Latest research into the trends in incentive travel show ‘soft power’ is competing with sales and bottom line as a key driver in the industry.

Of respondents to the Incentive Travel Industry Index, 67 per cent of incentive travel professionals cited soft power as one of the most important benefits of an incentive travel programme, closing the gap with sales and profit (80 per cent) for the first time.

Four of the six top benefits named are connected with soft power rather than hard dollars. These include improved staff or channel partner retention 67 per cent, improved engagement of staff or channel partners (74 per cent), better relationship-building between employees and management (68 per cent) and better relationship-building among employees (64 per cent).

The hard dollars are still massively important – it’s still the number one benefit – but engagement is now second and gaining in importance as business owners broaden their perspective and switch their priorities to embrace more than just shareholder value.

Now in its fifth year, the survey is carried out by the Society for Incentive Travel Excellence (Site), The Financial & Insurance Conference Professionals (FICP), Incentive Research Foundation (IRF) and conducted in association with Oxford Economics for the first time.

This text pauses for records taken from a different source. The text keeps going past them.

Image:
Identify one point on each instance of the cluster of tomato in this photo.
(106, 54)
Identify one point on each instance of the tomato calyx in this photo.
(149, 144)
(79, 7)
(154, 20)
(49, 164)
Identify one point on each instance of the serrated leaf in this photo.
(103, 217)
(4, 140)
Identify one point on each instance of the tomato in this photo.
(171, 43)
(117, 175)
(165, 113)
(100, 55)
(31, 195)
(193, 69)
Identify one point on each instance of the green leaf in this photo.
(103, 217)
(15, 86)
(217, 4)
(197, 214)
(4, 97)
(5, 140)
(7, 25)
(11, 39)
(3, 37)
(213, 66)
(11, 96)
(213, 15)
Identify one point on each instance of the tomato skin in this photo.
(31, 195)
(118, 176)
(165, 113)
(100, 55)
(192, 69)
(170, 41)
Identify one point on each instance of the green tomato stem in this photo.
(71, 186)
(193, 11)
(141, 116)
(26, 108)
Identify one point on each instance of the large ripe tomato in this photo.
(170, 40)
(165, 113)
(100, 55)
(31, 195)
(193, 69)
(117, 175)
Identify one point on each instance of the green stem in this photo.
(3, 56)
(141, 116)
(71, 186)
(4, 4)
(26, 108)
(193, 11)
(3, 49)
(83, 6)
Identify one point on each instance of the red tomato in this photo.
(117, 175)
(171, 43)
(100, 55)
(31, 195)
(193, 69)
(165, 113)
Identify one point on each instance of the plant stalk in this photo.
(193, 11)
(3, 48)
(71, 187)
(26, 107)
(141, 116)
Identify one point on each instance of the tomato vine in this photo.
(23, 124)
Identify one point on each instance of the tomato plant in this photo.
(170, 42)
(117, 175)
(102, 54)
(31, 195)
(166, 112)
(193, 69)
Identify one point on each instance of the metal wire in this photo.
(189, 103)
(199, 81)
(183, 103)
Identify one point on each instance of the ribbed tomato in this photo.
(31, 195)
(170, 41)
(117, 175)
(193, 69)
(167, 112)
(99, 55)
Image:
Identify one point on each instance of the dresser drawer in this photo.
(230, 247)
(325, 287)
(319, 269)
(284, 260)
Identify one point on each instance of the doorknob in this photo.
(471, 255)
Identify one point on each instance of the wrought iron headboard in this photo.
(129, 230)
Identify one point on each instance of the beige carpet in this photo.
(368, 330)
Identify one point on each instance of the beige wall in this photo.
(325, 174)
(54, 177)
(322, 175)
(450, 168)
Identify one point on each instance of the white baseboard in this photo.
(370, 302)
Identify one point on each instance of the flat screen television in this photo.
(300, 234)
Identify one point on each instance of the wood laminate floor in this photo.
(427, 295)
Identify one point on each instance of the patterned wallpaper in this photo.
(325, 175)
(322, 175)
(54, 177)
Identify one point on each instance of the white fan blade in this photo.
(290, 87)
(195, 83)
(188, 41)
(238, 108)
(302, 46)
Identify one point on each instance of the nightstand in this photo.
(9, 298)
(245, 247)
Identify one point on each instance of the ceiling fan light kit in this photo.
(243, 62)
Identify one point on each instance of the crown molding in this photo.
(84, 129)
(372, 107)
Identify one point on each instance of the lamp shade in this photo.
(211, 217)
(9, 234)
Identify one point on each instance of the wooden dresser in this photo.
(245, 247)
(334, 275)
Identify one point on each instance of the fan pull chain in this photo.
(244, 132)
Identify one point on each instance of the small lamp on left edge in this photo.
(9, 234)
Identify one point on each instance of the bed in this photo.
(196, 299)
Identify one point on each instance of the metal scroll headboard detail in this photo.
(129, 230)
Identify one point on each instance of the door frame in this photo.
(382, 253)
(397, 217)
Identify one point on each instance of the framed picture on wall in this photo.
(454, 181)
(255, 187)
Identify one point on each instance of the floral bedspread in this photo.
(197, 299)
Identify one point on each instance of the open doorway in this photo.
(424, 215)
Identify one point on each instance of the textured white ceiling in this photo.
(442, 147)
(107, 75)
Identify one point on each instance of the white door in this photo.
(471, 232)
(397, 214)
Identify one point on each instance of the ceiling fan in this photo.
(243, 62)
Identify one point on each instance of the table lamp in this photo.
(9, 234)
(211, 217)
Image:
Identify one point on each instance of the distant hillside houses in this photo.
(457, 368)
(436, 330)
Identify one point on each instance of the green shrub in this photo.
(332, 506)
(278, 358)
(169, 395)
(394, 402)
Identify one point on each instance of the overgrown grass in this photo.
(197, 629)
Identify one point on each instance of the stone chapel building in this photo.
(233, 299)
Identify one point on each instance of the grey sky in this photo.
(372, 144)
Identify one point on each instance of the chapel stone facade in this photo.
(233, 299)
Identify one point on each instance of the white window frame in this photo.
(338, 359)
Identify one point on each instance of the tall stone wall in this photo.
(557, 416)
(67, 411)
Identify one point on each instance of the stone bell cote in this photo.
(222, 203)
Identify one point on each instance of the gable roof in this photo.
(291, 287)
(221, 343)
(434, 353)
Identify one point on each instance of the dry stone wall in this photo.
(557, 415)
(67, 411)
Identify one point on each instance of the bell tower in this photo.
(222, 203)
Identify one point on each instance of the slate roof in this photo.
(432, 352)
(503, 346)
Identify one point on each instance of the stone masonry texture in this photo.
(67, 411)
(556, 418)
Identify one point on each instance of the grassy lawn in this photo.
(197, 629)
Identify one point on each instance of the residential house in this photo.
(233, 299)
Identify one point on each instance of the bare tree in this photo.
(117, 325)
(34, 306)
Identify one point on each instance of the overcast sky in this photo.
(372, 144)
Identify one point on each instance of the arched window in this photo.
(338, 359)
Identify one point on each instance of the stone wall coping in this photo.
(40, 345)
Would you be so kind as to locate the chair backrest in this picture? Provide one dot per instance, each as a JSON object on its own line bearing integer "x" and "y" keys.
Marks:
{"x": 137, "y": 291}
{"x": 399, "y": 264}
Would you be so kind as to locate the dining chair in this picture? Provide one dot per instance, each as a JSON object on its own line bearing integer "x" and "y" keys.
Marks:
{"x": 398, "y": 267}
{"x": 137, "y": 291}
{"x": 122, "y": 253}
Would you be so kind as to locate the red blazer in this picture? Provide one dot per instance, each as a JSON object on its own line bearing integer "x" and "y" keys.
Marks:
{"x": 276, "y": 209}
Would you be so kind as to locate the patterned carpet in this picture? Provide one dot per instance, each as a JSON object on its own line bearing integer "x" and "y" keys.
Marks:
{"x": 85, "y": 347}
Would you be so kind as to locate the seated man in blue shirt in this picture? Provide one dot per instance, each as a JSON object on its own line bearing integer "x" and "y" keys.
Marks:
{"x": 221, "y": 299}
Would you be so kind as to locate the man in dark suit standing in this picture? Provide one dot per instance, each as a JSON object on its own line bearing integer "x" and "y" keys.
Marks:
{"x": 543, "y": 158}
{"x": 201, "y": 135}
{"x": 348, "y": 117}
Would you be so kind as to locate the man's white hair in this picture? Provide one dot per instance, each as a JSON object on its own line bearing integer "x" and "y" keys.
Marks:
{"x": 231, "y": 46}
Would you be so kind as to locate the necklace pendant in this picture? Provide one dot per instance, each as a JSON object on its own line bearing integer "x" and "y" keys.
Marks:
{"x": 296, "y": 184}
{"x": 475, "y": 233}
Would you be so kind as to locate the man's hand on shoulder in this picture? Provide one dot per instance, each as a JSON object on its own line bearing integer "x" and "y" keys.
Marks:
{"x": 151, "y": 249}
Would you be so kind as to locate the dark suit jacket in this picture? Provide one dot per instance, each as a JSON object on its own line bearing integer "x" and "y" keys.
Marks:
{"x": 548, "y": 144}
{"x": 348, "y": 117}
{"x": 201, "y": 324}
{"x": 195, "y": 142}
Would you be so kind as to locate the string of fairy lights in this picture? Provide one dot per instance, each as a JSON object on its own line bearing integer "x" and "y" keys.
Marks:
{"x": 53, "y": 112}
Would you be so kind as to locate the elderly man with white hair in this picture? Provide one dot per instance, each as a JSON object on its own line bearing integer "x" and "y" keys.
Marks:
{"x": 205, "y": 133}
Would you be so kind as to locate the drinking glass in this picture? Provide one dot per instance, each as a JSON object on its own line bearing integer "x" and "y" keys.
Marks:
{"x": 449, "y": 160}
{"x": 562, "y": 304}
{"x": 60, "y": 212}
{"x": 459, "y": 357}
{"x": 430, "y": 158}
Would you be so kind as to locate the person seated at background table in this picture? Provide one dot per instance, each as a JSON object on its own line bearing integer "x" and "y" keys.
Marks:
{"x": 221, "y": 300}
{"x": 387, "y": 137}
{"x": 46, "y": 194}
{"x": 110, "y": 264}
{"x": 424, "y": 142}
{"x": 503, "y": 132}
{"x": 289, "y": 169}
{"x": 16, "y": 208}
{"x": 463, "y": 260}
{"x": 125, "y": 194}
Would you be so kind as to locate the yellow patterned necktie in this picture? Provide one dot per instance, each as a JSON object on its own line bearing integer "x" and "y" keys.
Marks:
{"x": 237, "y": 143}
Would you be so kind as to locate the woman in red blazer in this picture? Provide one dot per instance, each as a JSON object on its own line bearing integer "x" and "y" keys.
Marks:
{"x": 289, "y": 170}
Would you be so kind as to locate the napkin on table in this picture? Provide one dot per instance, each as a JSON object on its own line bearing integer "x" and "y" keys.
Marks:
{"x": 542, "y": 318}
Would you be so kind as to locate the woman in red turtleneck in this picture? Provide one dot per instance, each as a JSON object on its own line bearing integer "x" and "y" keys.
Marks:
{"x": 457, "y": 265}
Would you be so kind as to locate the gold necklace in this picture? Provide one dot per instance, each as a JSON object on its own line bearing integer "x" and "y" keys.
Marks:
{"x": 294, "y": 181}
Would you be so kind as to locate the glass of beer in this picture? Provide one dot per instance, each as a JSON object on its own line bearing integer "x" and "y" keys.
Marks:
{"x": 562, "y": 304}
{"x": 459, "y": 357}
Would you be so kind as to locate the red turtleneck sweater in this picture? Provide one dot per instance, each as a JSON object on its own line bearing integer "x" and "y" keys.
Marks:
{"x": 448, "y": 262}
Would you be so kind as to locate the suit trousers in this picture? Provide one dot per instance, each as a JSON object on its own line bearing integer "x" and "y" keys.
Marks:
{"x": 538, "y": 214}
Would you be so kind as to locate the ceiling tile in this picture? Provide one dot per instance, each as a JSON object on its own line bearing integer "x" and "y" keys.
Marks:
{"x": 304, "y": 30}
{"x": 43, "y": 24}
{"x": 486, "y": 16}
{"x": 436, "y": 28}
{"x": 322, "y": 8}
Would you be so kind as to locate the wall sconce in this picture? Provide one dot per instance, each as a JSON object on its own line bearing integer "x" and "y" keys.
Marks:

The preliminary 2019 survey results were revealed at IMEX America in Las Vegas.

A total of 2,637 respondents took part in the survey from across the spectrum of buyer and supply side – a 29 per cent increase on the previous survey – and more than 100 countries were represented.
Oxford Economics MD Adam Sacks told a packed audience that incentive travel has been a “star performer within the groups market” in recent years and incentive travel buyers expect a 5.9 growth this year while sellers expect a 2.7 per cent growth.

He added: “We have a tight labour market with the ‘quit levels’ growing while the global economy is slowing and respondees are nervous about the future.” He suggested this is behind the increase in importance given to ‘soft power’ issues.

Speaking of general trends affecting her company’s activities, corporate buyer Allison Cooper, vice-president conference experiences at LPL Financial, said: “We spend around US$6,000 a head on our incentives and these days it is all about the experiences and personalisation. We try to make the participants feel special, rewarded and recognised. We organise 43 events each year and we always use a destination management company (DMC).”

The mounting threat to the role of the DMC attracted a lot of debate but Selina Sinclair,
global managing director of Pacific World, defended her sector so long as DMCs move away from pure logistics to add more value to the supply chain management.

She said: “Our clients are wanting more connection between a destination and the culture/objective of the customer, looking for a good ‘fit’ for their objectives. It’s no longer good enough for participants to go and see a place – it’s now about how people can take home stories about experiences they have had. This is a change that I think will continue. It is about ‘money can’t buy’ experiences and tapping into authentic experiences of destinations.”

But she accepted that geopolitical issues are influencing the market and creating volatility together with fluctuating currency values. She said predictions are therefore difficult.